Enver abim buyurdular ki;
Allahü teâlâ, Peygamberimize “aleyhissalatü vesselam” buyurmuş ki; “Göğsünü paralayacak şekilde kendini niye öyle harap ediyorsun? Bana neden inanmıyorlar, iman etseler ateşte yanmayacaklar deyip niye kendini bu kadar sıkıntıya sokuyorsun. Hidayet benim elimdedir. Bu hakkı senin eline vermedim. Kimin iman edeceğine, kimin iman etmeyeceğine ben karar veririm”. Onun için arkadaşlar, hepimiz cenab- Hakkın bu özel tahsisine, bu özel lütfuna kavuştuk. Böyle yüce Allah’a insan nasıl itaat etmez, nasıl onu sevmez?

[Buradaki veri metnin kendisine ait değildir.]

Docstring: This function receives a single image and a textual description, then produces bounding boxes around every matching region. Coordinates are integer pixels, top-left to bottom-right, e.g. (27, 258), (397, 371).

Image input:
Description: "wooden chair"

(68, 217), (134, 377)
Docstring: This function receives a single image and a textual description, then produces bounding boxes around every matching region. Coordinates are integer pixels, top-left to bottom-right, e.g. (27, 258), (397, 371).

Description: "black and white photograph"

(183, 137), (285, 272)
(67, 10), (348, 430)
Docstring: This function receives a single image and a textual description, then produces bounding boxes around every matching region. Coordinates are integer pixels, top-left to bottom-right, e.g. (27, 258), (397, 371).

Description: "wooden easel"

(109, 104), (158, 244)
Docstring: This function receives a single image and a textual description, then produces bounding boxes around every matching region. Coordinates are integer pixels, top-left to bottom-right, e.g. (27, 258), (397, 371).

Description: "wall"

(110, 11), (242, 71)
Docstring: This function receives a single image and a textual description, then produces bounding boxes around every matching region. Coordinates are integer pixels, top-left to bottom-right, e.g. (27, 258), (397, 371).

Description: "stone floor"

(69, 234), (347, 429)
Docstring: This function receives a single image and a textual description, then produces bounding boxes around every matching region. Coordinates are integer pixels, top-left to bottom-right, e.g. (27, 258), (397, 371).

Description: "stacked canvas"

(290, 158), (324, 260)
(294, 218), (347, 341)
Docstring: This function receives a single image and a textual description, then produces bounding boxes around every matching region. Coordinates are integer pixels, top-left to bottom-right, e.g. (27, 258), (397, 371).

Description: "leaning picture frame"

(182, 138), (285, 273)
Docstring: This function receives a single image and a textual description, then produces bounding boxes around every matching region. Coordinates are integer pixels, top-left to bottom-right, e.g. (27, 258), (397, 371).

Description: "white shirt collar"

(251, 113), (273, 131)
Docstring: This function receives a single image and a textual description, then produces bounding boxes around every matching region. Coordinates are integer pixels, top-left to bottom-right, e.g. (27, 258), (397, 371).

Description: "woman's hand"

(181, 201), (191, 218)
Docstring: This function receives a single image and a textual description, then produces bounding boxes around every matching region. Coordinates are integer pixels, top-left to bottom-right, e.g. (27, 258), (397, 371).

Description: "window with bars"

Allahü teâlâyı nasıl seveceğiz? Allahü teâlâya teşekkür, namaz kılmakla olur. İmandan sonra namaz gelir. Namaz kılmayan, yüz bin hac yapsa, yüz bin sadaka dağıtsa, daha birçok yüz bin ibadet yapsa, bunların hepsi bir vakit namaz etmez. Bu binanın ayakta durması temel ile mümkündür. Temel yoksa olamaz. İstanbul vilayetinin kapısında İslam harfleriyle yazılı bir hadis-i şerif vardır. (Essalatü imadüddin) = (Namaz dinin direğidir) sadaka Resulullah. Elhamdülillah ki, bu yazı hâlâ orada duruyor. Direksiz bina olamaz. Namazsız din olmaz. Bir kimse için, çok hayr sever denebilir, fakat namaz yoksa hepsi boştur. Hepsi, havada duran bina gibidir. Böyle bir binaya girilip oturulur mu?